Once you have your foil down, put a single layer of graham crackers down. Sprinkle them with toffee bits (you can find these in your supermarket next to the chocolate chips, usually the Heath brand), and then with the chopped nuts of your choice. I like chopped almonds for this one but that's just me -- go for whatever you like. I'm going to try macadamia nuts next. Don't worry if some of the nuts and toffee fall off to the sides -- this is all going to melt into a glorious mess anyway.

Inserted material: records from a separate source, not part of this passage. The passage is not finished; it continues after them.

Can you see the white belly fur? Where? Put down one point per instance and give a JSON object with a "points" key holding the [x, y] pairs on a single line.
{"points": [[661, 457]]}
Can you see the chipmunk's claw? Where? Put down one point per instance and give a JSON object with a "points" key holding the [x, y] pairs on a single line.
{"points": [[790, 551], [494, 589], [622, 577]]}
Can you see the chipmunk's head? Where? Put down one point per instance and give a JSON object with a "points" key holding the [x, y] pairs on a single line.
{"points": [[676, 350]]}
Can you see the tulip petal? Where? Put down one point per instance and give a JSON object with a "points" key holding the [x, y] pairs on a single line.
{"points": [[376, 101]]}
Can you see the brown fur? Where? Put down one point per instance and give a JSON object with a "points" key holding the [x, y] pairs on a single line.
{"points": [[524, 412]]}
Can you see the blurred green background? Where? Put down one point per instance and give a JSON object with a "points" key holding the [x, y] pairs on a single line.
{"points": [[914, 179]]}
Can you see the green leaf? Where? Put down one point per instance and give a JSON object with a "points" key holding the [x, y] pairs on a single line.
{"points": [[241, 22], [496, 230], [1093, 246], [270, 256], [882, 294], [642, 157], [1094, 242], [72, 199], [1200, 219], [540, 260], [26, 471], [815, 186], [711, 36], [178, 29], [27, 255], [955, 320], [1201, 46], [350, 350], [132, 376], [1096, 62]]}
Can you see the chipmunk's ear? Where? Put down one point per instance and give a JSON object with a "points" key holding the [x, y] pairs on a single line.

Next you make a super-simple syrup of melted butter and sugar and pour it over the graham crackers. Pop it into the over until it bubbles, take it out and sprinkle chocolate chips and just a teeny bit of coarse salt on the top. Trust me on the salt thing -- it is what turns this recipe from great to mind-blowing. Let the thing cool until it is just cooled enough to handle but not hardened yet, and then grab your handy pizza cutter and a spatula. It will be a little hard to see the edges of the graham crackers amid all the fabulous topping, but do your best to cut around the edges of each square, and then lift each one out with a spatula and put it on a cooling rack.
Here is the most important step. Try one when they are still warm, and then try another when they are cooled. It's important for the serious cook to be able to form an opinion about which is better. I am still testing them, myself, just to be totally sure.
1 8 oz bag toffee pieces (found in the baking aisle)
1 1/2 cups roasted, salted almonds, roughly chopped
1 cup unsalted butter
1/2 cup granulated sugar
3/4 cup semi-sweet chocolate chips
3/4 tsp sea salt
Set the oven rack in the middle of the oven and preheat to 350 degrees. Line a rimmed baking sheet with non-stick foil.
Lay the graham crackers on the baking sheet, touching each other. Sprinkle the toffee pieces and the chopped almonds evenly over the crackers. Set aside.
Combine the sugar and butter in a small saucepan and cook over medium-high heat, stirring occasionally. Bring the mixture to a boil and then reduce the heat to medium-low. Simmer for a few minutes, until the mixture has the consistency of a syrup. Remove from heat and pour over the graham crackers, trying to soak all of them.
Bake for about 12 minutes until the top is bubbly. Remove and immediately sprinkle with the chocolate chips and sea salt. Let cool for about 10 minutes, and then use a pizza cutter to cut into 2 inch squares. Transfer the squares to a cooling rack.